Phenomenon to be explained: When people are instructed to learn paired associates, the proportion correct increases as a monotonic, negatively accelerated function of the number of repetitions (reinforcements of stimulus and response) of the pair of items. The exact form of this relationship is called the empirical learning curve.

Notation: Cn is the event "Correct on trial n". The probability correct on trial n will be denoted P(Cn) or Pn.

On the first trial, there have been no reinforcements; therefore

P(C1) = G, where G is the guessing rate.

Sometimes G is known from the design of the study (e.g., with two answers and no prior training, G = .5) Other times, P(C1) will represent the initial state of knowledge.

Urn Analogy: Each marble in the urn represents an association from the stimulus to a response. Perhaps each marble represents a neural link. Each marble is either White (for wrong) or Red (for right), and the marbles are assumed to be randomly mixed between trials. On each trial, a marble is chosen at random, as though the subject selects one association on each trial.

If the marble is Red, the response is right (correct).

If the marble is White, it is wrong.

Let Rn = the number of red marbles on trial n.

Wn = the number of white marbles on trial n.

Tn = Rn + Wn = the total number of marbles on trial n.

P(Cn) = (theoretical) probability of correct on trial n

P(Cn) = Rn/Tn

The probability of being correct on trial n corresponds to the probability of selecting a red marble on trial n.

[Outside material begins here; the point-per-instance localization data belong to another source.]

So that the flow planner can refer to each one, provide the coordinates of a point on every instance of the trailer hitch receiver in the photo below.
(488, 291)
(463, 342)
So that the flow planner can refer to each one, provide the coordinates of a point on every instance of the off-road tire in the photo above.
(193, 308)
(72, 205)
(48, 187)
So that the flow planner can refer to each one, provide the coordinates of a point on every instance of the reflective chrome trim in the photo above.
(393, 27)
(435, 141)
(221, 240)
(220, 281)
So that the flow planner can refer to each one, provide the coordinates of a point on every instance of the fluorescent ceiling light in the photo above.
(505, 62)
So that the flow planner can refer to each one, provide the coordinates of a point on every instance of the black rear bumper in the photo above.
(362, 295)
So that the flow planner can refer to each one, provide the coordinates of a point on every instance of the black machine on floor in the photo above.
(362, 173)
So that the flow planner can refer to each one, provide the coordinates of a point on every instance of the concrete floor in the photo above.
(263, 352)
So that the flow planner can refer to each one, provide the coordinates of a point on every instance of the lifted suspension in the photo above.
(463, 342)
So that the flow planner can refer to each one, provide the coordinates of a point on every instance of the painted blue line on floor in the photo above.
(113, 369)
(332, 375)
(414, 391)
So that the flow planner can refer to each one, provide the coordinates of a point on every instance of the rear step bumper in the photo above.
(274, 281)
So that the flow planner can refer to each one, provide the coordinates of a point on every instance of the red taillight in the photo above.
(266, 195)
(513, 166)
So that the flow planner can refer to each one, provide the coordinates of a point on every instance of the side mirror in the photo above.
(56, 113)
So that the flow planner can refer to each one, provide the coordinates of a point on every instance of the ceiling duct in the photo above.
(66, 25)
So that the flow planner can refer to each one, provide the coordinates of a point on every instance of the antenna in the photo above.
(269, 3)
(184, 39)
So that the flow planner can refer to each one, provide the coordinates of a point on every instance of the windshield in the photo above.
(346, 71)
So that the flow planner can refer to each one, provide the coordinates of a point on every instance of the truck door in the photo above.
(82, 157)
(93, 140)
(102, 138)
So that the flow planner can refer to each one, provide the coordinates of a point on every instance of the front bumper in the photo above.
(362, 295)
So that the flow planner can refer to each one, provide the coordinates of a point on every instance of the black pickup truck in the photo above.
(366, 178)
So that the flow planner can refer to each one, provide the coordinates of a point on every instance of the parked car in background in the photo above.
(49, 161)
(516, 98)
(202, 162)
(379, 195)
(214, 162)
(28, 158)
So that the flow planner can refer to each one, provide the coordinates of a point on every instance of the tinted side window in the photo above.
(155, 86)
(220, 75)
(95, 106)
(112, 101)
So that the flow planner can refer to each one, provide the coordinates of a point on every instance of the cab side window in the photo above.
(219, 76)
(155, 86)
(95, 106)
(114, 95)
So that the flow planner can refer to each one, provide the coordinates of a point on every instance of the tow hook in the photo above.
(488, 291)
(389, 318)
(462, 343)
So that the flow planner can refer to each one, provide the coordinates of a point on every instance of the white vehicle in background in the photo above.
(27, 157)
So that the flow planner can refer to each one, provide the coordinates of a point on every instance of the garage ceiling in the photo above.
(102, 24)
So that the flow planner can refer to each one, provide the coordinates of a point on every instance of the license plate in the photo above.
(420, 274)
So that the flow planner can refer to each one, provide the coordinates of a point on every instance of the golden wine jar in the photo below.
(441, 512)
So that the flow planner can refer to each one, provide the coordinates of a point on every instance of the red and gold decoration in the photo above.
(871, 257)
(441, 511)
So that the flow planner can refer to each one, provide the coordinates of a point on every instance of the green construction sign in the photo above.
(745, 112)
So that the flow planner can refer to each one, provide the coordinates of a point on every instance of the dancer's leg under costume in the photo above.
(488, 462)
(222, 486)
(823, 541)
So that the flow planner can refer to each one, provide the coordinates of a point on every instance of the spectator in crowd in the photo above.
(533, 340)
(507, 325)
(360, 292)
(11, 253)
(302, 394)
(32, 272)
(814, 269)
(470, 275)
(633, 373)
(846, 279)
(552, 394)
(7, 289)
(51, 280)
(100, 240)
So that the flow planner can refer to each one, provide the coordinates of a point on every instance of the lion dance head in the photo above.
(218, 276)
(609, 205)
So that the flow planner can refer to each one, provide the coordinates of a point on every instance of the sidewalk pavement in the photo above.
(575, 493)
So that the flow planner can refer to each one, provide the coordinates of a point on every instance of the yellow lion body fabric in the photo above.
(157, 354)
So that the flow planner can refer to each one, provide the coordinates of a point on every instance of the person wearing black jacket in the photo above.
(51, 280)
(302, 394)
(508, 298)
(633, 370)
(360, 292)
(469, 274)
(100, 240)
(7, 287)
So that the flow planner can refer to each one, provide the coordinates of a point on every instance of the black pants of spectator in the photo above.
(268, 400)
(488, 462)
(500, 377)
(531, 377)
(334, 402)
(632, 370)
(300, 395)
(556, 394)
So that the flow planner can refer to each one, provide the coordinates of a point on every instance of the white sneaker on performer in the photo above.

In this analogy, learning corresponds to changing the proportion of Red marbles in the urn. There are two simple ways to change the proportion of red marbles in the urn:

(1) Add red marbles on each trial. (Accumulation)

(2) Replace marbles in the urn with red marbles. (Replacement)

In this handout, we will assume that every reinforcement is equally effective and that the subject would eventually learn perfectly. Therefore, the asymptote is 1.0 for the probability correct; as n gets large, P(Cn) approaches 1.0. Later, we will consider a more general case where this asymptote, a, need not be 1.0.

Accumulation Theory:

According to accumulation theory, new associations are added, but old associations (like "bad habits") are never wiped out. The total number of marbles increases on each trial.

Let R1 = the number of red marbles on trial 1

W1 = the number of white marbles on trial 1

Key Assumption: For each reinforcement, k red marbles are added to the urn. Therefore,

Rn = R1 + (n - 1)k

Wn = W1

(Note that on trial n, there have been n - 1 reinforcements). Therefore,

P(Cn) = [R1+(n - 1)k]/[R1 +(n - 1)k + W1]

Dividing both numerator and denominator by R1 + W1, using the fact that

G = R1/(R1 + W1), and letting Q = k/(R1 + W1), we have:

P(Cn) = [G + (n - 1)Q]/[1 + (n - 1)Q]      (1)

Write a computer program to calculate this curve for n = 1 to 10, for any G and Q.

Replacement Theory:

According to this theory, the total number of associations remains constant, and wrong associations can be replaced by correct ones. The total number of marbles stays the same from trial to trial, T.

Key assumption: For each reinforcement, k marbles are randomly sampled and replaced with k red marbles. Because the marbles are randomly sampled, the replaced marbles contain some red and some white. The number of red marbles on trial n is therefore equal to the previous number, minus those taken out, plus k red:

Rn = Rn - 1 - k(Rn - 1/T) + k

Therefore, dividing by T, letting Q = k/T

P(Cn) = P(Cn - 1) +Q[1 - P(Cn - 1)]      (2)

Write a program to calculate predictions for replacement theory. Remember, P(C1) = G.

It can be shown (by induction) that Equation 2 is equivalent to the following:

P(Cn) = 1 - (1 - G)(1 - Q)(n - 1)       (3)

Write a program to calculate the learning curves according to both Equation 2 and 3, (the results will be the same).